Dilettanti allo sbaraglio inostri Boccia, in confronto al vero modello di capitalismo dalla cittadella-mondo in fiamme sta emergendo. Un modello incarnato da Boris Johnson e la sua “operazione gregge”, il prototipo del fascismo neoliberale darwiniano. Cos’ha detto il premier inglese? Un cosa molto chiara:”Molte famiglie perderanno i loro cari”. Che significa a farsi fottere la salute pubblica: il Regno Unito del neoliberismo tatcheriano non si ferma. E i costi li paghino tutti: questo attende i sudditi di sua maestà. Johnson si fa interprete di quella razza padrona britannica che dice: io preferisco che crepi tu piuttosto che rinuciare ai miei guadagni. Ma non c’è nulla di nuovo strutturalmente rispetto il capitalismo ottocentesco inglese così ben descritto e criticato da Marx ed Engels. Ci puoi aggiungere un 4.0, di fianco alle logiche dei cicli di produzione che tenevano in catene i bambini di 9 anni.
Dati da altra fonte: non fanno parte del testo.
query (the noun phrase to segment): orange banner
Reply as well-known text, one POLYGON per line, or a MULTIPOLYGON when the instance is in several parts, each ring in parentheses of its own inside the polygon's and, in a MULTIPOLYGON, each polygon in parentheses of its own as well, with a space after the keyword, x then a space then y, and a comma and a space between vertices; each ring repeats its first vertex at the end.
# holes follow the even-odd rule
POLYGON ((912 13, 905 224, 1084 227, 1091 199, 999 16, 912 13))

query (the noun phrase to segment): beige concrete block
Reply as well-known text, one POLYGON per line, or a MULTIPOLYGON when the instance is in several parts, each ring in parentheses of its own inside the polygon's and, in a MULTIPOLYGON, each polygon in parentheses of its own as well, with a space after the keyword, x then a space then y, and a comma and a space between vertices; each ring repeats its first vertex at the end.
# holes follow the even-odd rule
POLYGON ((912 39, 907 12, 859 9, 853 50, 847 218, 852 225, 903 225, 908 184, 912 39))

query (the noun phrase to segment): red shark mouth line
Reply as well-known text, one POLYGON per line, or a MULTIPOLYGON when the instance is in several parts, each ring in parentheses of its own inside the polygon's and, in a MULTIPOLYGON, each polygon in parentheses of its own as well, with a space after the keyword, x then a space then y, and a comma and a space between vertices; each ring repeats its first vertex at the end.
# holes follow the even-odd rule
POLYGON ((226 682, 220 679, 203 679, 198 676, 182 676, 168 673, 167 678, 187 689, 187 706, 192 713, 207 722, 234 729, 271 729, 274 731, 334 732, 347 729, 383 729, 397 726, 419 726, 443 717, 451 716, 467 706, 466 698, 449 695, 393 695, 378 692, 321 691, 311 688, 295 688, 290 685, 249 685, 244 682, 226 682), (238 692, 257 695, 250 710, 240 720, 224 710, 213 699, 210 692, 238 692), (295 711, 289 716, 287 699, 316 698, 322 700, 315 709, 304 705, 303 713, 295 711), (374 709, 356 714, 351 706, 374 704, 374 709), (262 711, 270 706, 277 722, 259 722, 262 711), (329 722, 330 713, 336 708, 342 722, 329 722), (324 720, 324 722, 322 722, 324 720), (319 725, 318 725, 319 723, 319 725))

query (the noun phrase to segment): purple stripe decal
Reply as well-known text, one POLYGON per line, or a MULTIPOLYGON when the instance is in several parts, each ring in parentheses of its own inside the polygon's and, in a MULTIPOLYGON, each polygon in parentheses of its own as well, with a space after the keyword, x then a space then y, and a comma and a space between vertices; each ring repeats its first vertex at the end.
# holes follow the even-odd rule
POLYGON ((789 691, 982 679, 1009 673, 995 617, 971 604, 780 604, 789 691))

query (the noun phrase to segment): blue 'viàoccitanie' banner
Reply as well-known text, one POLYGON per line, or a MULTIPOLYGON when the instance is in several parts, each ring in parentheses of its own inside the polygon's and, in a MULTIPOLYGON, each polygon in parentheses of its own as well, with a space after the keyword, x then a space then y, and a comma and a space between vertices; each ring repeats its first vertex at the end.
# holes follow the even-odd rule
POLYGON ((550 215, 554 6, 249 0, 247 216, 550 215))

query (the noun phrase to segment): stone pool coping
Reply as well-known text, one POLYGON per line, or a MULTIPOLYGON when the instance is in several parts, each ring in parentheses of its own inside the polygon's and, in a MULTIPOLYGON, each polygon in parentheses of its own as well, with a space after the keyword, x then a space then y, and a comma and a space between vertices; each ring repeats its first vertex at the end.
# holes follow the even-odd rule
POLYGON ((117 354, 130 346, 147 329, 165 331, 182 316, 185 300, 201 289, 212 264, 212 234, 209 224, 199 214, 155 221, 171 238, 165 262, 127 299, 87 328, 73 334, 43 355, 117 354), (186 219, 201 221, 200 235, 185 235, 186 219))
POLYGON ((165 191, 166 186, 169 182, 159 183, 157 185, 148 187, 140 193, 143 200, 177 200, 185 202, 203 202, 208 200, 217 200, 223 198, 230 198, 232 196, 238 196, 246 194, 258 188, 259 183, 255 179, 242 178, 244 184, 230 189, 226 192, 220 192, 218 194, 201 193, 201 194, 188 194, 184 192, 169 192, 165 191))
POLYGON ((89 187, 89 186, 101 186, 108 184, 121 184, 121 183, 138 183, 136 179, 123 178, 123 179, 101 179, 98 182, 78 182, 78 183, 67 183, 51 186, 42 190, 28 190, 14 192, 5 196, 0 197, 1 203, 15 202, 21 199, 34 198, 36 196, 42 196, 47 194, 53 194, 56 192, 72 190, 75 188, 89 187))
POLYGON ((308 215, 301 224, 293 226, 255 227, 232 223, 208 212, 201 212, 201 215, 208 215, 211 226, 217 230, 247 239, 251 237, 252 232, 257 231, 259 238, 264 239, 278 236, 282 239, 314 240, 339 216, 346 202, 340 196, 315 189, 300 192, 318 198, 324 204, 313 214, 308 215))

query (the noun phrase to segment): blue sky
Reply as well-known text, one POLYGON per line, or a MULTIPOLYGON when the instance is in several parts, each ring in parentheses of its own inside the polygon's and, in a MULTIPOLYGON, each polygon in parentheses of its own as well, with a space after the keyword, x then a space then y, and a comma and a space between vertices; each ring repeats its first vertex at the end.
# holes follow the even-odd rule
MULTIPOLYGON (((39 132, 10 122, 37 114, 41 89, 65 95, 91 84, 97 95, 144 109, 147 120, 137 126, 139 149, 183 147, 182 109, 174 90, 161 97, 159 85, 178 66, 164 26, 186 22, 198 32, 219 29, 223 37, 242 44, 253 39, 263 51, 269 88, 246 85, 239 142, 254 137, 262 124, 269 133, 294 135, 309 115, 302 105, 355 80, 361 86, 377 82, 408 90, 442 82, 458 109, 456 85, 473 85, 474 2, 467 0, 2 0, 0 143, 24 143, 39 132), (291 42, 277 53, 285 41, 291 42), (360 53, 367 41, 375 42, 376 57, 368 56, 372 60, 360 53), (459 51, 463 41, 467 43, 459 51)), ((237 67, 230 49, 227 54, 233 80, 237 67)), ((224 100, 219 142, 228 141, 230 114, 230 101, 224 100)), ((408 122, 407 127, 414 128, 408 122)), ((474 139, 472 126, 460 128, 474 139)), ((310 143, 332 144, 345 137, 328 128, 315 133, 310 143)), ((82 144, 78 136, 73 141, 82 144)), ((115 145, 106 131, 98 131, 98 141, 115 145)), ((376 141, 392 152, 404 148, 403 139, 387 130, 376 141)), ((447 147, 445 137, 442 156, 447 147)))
Oggi in catene ci sono intere società sacrificate al dio profitto. Johnson ha il pregio, per così dire, di rendere esplicito questo istinto selvaggio della borghesia per bene, tipicamente british. Una morfologia dello sfruttamento capitalista a tutti costi, guerre, epidemie, differenze sociali abissali, che istintivamente e per calcolo di piccolo respiro non può che riprodursi così. Non ci sono tante altre possibilità per il leviatano: il pragmatismo di Johnson farà strada.
Dovranno essere i popoli, le cittadinanze, le lavoratrici e i lavoratori d’ogni categoria e condizione a comprendere che è vitale e improcrastinabile sbarrare questa strada al nuovo nazismo depurato da scorie razziste, puro distillato di economia dominante su ogni biopolitica del sociale della stessa ontologia dell’essere sociale per dirla alla György Lukács, dove uomo e democrazia si incontrano agli albori di una nuova era. Siamo agli inizi di un’epoca in cui la rivoluzione sociale collettivista non è più una velleità da manualetto teorico-politico, l’esercizio liturgico delle solite conventicole ideologizzate, ma un’esigenza storica per tutto il genere umano.
La vera lotta inizia adesso. Anche contro le abitudini e le certezze dottrinarie di noi vecchi rivoluzionari.